Mezhep Nedir? Mezhepler Kaça Ayrılır?



MEZHEPLER

Tanım: Sözlük anlamı gitmek, izlemek, gidilen yol demektir. Terim olarak bir müctehidin, dinin ayrıntılarına ilişkin, kendine özgü kural ve yöntemlerle oluşturduğu inanç ya da hukuk sistemini dile getirir.

İslâm tarihinde, mezheb kelimesi genel olarak itikadi, siyasi ve fıkhi görüşlerin hepsi için kullanılmıştır. İlk çıkan mezhepler siyası mahiyette olup bunlar dini bir kisveye bürünmüşlerdi.

HADİS: ” Nitekim, Beni İsrail yetmiş iki millete (dine, fırkaya) bölünmüştü. Benim ümmetim de yetmiş üç fırkaya bölünecektir. Bunlardan bir tanesi hariç hepsi ateştedir.””Bu fırka hangisidir?” diye soruldu.                                                                   “Benim ve ashabımın üzerinde olduğu şeyden ayrılmayanlardır!” buyurdular.”
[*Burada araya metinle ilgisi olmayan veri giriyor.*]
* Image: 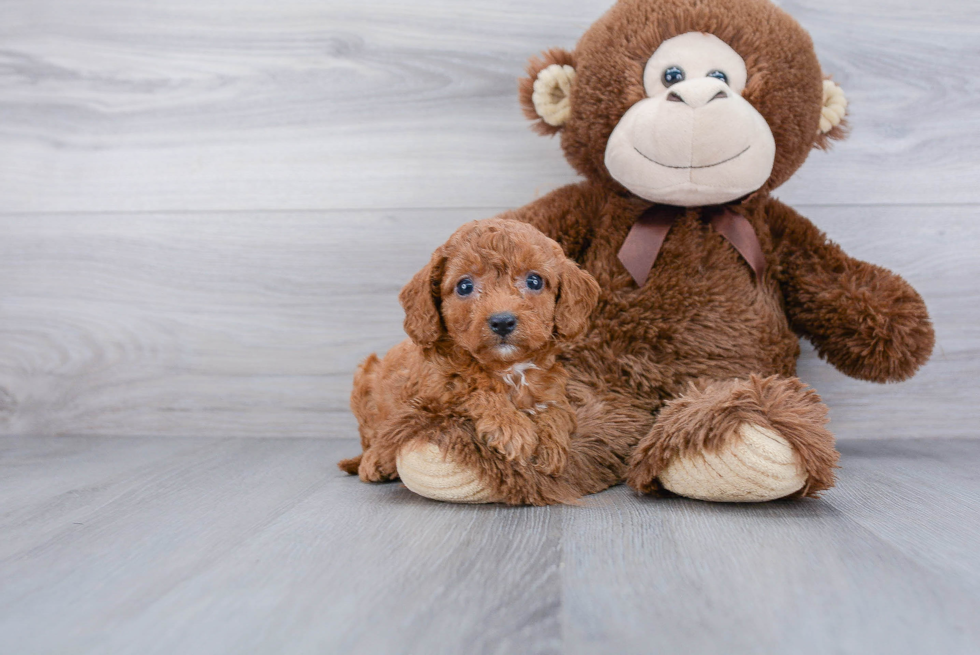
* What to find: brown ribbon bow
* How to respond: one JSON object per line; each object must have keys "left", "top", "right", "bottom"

{"left": 617, "top": 205, "right": 767, "bottom": 287}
Bazı âlimler de hadiste bildirilen rakamın yalnızca çokluğu ifade ettiğini kabul ederek, eserlerini mezheplerin sayısına önem vermeden yazmışlardır.

Hicri I. asrın sonlarından itibaren mezheplerin kurucuları, akaid ve fıkıhtaki görüşlerini beyan ederler, meselelerin hükümlerini açıklarlardı. Bunlardan okuyanlar ve yazanlar, sözlerini ve içtihadlarını duyan insanlar, bunların görüş ve açıklamalarına uyarlardı. Böylece bu zatların görüş ve içtihadları halkın anlayışlarında bir mezhep olarak yerleşir kalır.

MEZHEPLERİN ORTAYA ÇIKIŞ SEBEPLERİ

1-İnsanların anlayış ve idrak seviyelerinin farklı oluşu,

2-Metot ve ölçülerin farklı oluşu. Mesela; Mutezile aklı esas almış ve nakli buna tabi kılmış, Ehl-i Sünnet nakli esas almış ve aklı bunu destekleyici mahiyette kullanmış, İslâm filozofları sadece aklı esas almışlardır.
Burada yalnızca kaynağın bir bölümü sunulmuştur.